Response Code: Filter pages based on the response code of the URL. This selects 200 response codes by default.
- 200: Success
- 403: The server understands the request but refuses to authorize it.
- 404: The requested page is not available.
- 500: Internal Server Error
- 502: Bad gateway. The server, while acting as a gateway or proxy, received an invalid response from the upstream server.
- 503: Service unavailable. The server is not ready to handle the request.
- 802: Lighthouse returned error: FAILED_DOCUMENT_REQUEST. Lighthouse was unable to reliably load the page you requested. Make sure you are testing the correct URL and that the server is properly responding to all requests. (Details: net::ERR_TIMED_OUT)
- 808: Lighthouse returned error: NO_FCP. The page did not paint any content.
- 810: :[{"message":"Lighthouse returned error: Something went wrong.","domain":"lighthouse","reason":"lighthouseError"}],
- 811: Response is empty.
- 814: Lighthouse returned error: PROTOCOL_TIMEOUT
- 815: Lighthouse returned error: NOT_HTML. The page provided is not HTML (served as MIME type application/pdf)
- 816: Lighthouse returned error: This request took too long to render
Content Type: Filter ages based on multiple criteria using AND OR statements to be saved and reused.
Exclude Error URL: Filter for just pages where a page speed score was able to be retrieved. Error URLs can include those with response code errors and redirects. This is selected by default.
Page Tags: Filter for a specific set of pages that have been grouped into a tag.
PageSpeed Issues Learn More
Avoid landing page redirects: This rule triggers when PageSpeed Insights detects that you have more than one redirect from the given url to the final landing page.

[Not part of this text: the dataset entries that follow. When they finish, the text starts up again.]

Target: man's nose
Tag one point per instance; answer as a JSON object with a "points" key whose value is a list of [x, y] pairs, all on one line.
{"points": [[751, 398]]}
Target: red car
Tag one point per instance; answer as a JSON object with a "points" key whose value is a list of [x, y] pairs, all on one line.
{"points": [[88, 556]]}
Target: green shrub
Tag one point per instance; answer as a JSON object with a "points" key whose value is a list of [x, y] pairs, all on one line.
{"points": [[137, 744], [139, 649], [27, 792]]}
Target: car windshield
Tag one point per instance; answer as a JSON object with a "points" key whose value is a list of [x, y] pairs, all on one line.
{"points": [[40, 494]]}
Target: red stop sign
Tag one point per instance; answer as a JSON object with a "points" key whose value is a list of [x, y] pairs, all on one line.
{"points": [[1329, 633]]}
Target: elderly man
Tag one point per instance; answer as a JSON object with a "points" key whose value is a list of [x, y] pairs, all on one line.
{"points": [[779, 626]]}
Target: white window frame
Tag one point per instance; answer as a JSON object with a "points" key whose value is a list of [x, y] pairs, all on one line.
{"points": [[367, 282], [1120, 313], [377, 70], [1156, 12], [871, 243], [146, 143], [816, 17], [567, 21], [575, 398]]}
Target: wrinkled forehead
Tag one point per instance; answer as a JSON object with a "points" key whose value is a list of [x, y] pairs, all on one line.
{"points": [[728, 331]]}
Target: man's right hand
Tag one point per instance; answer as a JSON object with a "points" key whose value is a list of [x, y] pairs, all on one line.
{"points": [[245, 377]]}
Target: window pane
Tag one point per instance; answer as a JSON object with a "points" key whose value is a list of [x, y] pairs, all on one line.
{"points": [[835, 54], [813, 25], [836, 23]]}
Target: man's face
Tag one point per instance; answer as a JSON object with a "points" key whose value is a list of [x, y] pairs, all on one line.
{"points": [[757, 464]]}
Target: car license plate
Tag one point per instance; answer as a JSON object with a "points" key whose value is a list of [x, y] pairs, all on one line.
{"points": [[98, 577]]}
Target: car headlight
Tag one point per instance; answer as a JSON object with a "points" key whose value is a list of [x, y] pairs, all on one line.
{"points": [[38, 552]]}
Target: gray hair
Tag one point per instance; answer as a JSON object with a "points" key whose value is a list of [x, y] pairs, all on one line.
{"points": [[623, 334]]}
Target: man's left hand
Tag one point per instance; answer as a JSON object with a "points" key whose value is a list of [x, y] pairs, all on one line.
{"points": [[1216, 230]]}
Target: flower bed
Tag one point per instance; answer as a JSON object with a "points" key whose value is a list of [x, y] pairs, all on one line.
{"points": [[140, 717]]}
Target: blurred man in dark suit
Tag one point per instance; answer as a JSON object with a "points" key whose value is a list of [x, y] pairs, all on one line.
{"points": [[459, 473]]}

Enable compression: This rule triggers when PageSpeed Insights detects that compressible resources were served without gzip compression.
Improve server response time: This rule triggers when PageSpeed Insights detects that your server response time is above 200 ms.
Leverage browser caching: This rule triggers when PageSpeed Insights detects that the response from your server does not include caching headers or if the resources are specified to be cached for only a short time.
Minify resources: This rules triggers when PageSpeed Insights detects that the size of one of your resources could be reduced through minification.
Optimize images: This rule triggers when PageSpeed Insights detects that the images on the page can be optimized to reduce their filesize without significantly impacting their visual quality.
Optimize CSS Delivery: This rule triggers when PageSpeed Insights detects that a page includes render blocking external stylesheets, which delay the time to first render.
Prioritize visible content: This rule triggers when PageSpeed Insights detects that additional network round trips are required to render the above the fold content of the page.
Remove render-blocking JavaScript: This rule triggers when PageSpeed Insights detects that your HTML references a blocking external JavaScript file in the above-the-fold portion of your page.